Friday, April 26, 2013

Working with numpy's Structured Array and numpy.dtype

In my previous post, I showed how to quickly get access data (2007/2010) into a file geodatabase without creating an ODBC connection in ArcCatalog/Map using pyODBC.  You might have noticed that I used numpy to create a table pretty easily, but you might be wondering what are the dtypes?

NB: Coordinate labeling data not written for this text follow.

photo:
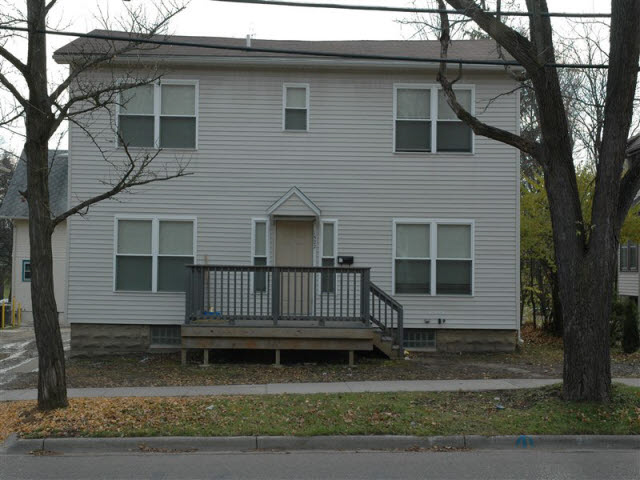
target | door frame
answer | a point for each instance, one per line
(315, 241)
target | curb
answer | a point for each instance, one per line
(16, 446)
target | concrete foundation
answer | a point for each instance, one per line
(94, 339)
(476, 340)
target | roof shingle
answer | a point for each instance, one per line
(14, 204)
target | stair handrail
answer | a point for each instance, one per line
(387, 323)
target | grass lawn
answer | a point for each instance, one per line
(539, 411)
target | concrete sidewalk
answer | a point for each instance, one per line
(306, 388)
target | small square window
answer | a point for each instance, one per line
(296, 107)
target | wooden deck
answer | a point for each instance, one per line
(267, 337)
(288, 308)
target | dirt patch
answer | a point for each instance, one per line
(540, 357)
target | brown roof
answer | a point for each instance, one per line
(476, 50)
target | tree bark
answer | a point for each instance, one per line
(52, 388)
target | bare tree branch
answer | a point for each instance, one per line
(137, 173)
(479, 127)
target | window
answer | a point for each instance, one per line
(453, 265)
(329, 247)
(413, 120)
(424, 122)
(161, 115)
(26, 270)
(412, 258)
(629, 257)
(296, 107)
(165, 335)
(418, 243)
(453, 134)
(151, 254)
(259, 254)
(419, 338)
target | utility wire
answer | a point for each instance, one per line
(314, 53)
(374, 8)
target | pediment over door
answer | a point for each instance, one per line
(294, 203)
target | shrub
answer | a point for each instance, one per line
(630, 329)
(616, 320)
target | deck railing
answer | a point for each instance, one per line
(236, 293)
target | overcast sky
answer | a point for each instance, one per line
(213, 18)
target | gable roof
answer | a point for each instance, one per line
(480, 50)
(294, 202)
(14, 205)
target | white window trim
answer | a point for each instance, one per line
(433, 88)
(253, 238)
(335, 239)
(284, 105)
(267, 252)
(155, 243)
(157, 113)
(433, 252)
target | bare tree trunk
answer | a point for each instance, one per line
(52, 389)
(557, 305)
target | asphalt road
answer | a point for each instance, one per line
(476, 465)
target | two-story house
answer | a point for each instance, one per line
(334, 203)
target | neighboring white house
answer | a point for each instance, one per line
(299, 160)
(14, 207)
(628, 276)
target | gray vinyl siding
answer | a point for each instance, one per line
(345, 164)
(628, 283)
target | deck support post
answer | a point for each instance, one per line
(277, 364)
(275, 294)
(205, 362)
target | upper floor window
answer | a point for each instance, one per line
(161, 115)
(424, 122)
(629, 257)
(151, 253)
(296, 107)
(420, 243)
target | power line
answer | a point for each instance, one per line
(341, 6)
(312, 53)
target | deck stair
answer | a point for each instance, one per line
(289, 308)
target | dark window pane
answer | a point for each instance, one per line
(172, 273)
(633, 257)
(260, 278)
(26, 271)
(454, 137)
(623, 258)
(295, 119)
(413, 136)
(413, 276)
(136, 131)
(453, 277)
(328, 279)
(177, 132)
(133, 273)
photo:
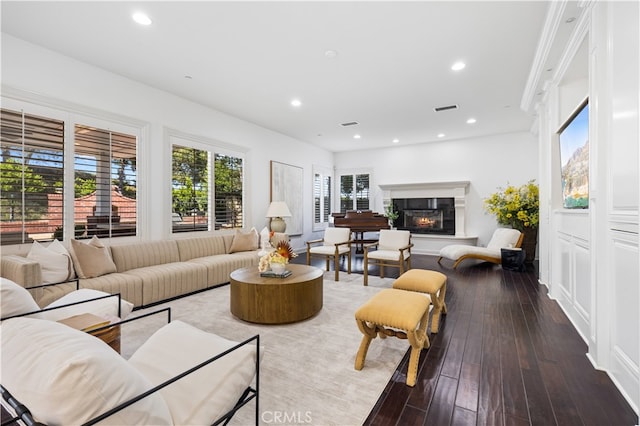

numpy.dtype are data type objects that describe how the bytes in a fixed-size block of memory are seen by the system.  So is the data a string, number, etc...  It describes the follow aspects of data:

  1. Type of data (integer, float, object, ...)
  2. size of data (number of bytes)
  3. describes an array of data
  4. names of fields in the record
  5. if the data is a sub-array, it's shape
Getting the dtype formats for common python data types if fairly easy in python. The numpy.dtype() will return the proper format for almost any python data type:

>>> print numpy.dtype(str)
|S0

For array protocol type strings, there are various data types supported:

'b'Boolean
'i'(signed) integer
'u'unsigned integer
'f'floating-point
'c'complex-floating point
'S''a'string
'U'unicode
'V'anything (void)
(source: numpy help documents)

This allows you to specify thing like string length.
Example:
>>> dt = numpy.dtype('a25')  # 25-character string

After you know what your data types are, you will want to associate these types with the fields in the records.  I prefer to use the optional dictionary method where there are two keys: 'names' and 'formats'.  You would then pass this information to create your 'structured array'.

Example:

>>> dt = numpy.dtype({'names': ['r','g','b','a'],

     'formats': [numpy.uint8, numpy.uint8, numpy.uint8, numpy.uint8]})

>>> colors = numpy.zeros(5, dtype = dt)

>>> print colors

[(0, 0, 0, 0) (0, 0, 0, 0) (0, 0, 0, 0) (0, 0, 0, 0) (0, 0, 0, 0)]




There are many ways to declare dtypes for your data, and you can read them all here.
More on structured arrays in numpy can be found here.